There were several time-consuming aspects to this.  In particular, I wished to convert the tables to text such that there would be a double paragraph break at each cell break, but that was not an option of the conversion.  The simple solution was to choose a symbol which was not used anywhere in the text, use that symbol at the cell breaks, and then do a global replace of that symbol with the double paragraph break.  It worked, but at one point I forgot which symbol I was using and used one that was used in a few places in the text, so I had to return and correct those places where the replace should not have been made.

The other was that after I had reformatted all the tables to text, I realized that the verse numbers and translation text were not so easily distinguished from the commentary detail.  I thus had to go through and, verse by verse, reformat these.  I had to do some other reformatting at the same time, adjusting the line breaks, so I would have had to have done the verse by verse work anyway; but it would have saved several keystrokes on each verse had I reformatted that text while it was still in table layout rather than after the fact.  I made the decision that the table-to-text conversions had taken long enough that it would not be worth reversing them to save the time on the text formatting, but still spent quite a bit of time on it.  For what it’s worth, Romans, the longest of Paul’s epistles, has four hundred thirty-one verses plus a subscription (in the Greek manuscripts, the title and authorship and related information are appended to the end of a book), so I was at this for a while.

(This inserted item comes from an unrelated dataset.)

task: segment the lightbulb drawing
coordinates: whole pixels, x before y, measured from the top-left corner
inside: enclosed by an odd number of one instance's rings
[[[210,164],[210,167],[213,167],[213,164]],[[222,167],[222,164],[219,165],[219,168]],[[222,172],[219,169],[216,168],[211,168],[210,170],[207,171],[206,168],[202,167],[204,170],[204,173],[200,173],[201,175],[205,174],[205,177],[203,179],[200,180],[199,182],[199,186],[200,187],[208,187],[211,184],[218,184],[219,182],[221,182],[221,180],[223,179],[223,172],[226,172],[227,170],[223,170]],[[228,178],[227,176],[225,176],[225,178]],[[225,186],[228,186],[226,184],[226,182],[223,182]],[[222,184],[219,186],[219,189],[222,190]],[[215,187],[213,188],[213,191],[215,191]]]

The result of this is, with the addition of a title page and the drafting of a brief forward, the Romans book is finished.  I will have to do the conversion to PDF, and upload it to the publisher, and design the cover (although being more on the lines of a “scholarly” work, a simple faux leatherette look with the title and author will be sufficient, so I need not hassle with cover art).

Of course, Do You Trust Me? is also waiting to be published, so I face the question of which to publish first–or whether to launch both at once.  That, though, is a decision that will have to wait until there is money in the bank, something that doesn’t happen easily in the beginning of September when school expenses hit.